11,6 miliardi di euro. E’ questa la stima del governo allegata al decreto salva-banche sull’incasso atteso dalla bad bank che si verrà a creare con il piano di salvataggio delle banche venete. Come scrive l’Arena a pagina 7, la somma permetterebbe di rimborsare sia il prestito da 5,3 miliardi erogato da Intesa alla bad bank, sia i 5,2 miliardi assegnati a Intesa per farsi carico delle good bank chiudendo così la liquidazione con un saldo positivo di circa un miliardo al lordo dell’inflazione. E mentre si attende il responso dalle Camere sulla conversione del ddl, il governo e la Commissione si schierano in difesa del piano.

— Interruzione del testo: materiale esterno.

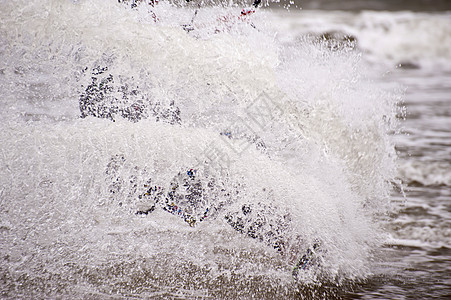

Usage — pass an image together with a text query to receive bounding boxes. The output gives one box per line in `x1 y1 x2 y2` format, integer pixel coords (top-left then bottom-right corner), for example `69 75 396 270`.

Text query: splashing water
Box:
0 0 397 297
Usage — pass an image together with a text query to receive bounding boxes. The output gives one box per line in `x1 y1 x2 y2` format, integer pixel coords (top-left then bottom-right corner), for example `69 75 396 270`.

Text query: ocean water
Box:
0 0 451 299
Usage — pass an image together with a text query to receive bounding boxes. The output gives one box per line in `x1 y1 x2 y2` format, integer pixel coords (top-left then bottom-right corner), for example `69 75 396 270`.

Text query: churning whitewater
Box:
0 0 398 298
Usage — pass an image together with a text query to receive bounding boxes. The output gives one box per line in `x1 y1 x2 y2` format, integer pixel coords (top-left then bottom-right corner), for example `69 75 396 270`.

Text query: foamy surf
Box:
0 1 402 297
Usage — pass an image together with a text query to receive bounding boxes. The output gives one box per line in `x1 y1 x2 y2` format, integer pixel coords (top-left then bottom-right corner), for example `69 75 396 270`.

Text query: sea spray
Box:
0 1 402 297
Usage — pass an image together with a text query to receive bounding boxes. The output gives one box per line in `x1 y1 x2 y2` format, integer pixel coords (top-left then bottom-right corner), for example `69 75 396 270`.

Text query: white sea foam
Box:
0 0 402 295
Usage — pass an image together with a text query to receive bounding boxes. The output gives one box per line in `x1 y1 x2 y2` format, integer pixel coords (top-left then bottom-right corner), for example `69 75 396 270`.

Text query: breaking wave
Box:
0 0 397 297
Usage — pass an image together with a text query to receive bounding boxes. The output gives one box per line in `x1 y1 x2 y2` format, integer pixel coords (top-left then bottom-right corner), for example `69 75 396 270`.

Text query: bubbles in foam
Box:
0 1 402 295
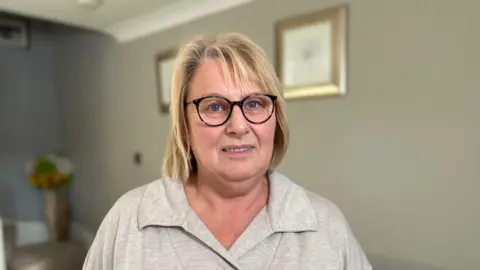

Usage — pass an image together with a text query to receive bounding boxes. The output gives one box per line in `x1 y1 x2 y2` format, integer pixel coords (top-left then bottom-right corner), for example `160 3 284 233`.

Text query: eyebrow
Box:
195 90 265 99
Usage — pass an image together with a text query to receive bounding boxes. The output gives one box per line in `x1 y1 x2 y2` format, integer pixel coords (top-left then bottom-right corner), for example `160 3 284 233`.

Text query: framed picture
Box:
0 17 29 49
275 5 347 99
155 49 177 113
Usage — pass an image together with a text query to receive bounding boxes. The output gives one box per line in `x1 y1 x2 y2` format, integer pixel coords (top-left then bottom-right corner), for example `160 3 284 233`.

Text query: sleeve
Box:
82 206 118 270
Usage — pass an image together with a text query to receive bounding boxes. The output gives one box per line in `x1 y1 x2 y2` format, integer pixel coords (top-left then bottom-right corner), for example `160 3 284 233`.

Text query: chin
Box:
222 165 261 182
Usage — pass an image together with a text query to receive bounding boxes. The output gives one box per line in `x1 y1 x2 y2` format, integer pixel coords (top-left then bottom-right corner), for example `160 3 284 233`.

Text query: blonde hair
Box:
162 33 289 181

L’ex premier e segretario del Pd Matteo Renzi plaude alla liquidazione definendola «una scelta legittima e doverosa» e chiede «una grande battaglia perchè i criteri molto selettivi delle banche venete siano applicati» alle banche dei «Paesi del Nord». La liquidazione di Banca Popolare di Vicenza e Veneto Banca «non ha aggirato le regole», rassicura la commissaria alla Concorrenza Margarethe Vestager (in foto a destra). L’operazione serve a «rendere il sistema stabile e servire il resto dell’economia», ha aggiunto. Sulla stessa line d’onda anche il ministro dell’Economia Pier Carlo Padoan (in foto a sinistra) secondo cui una «liquidazione pura e semplice» avrebbe portato ad «una crisi drammatica».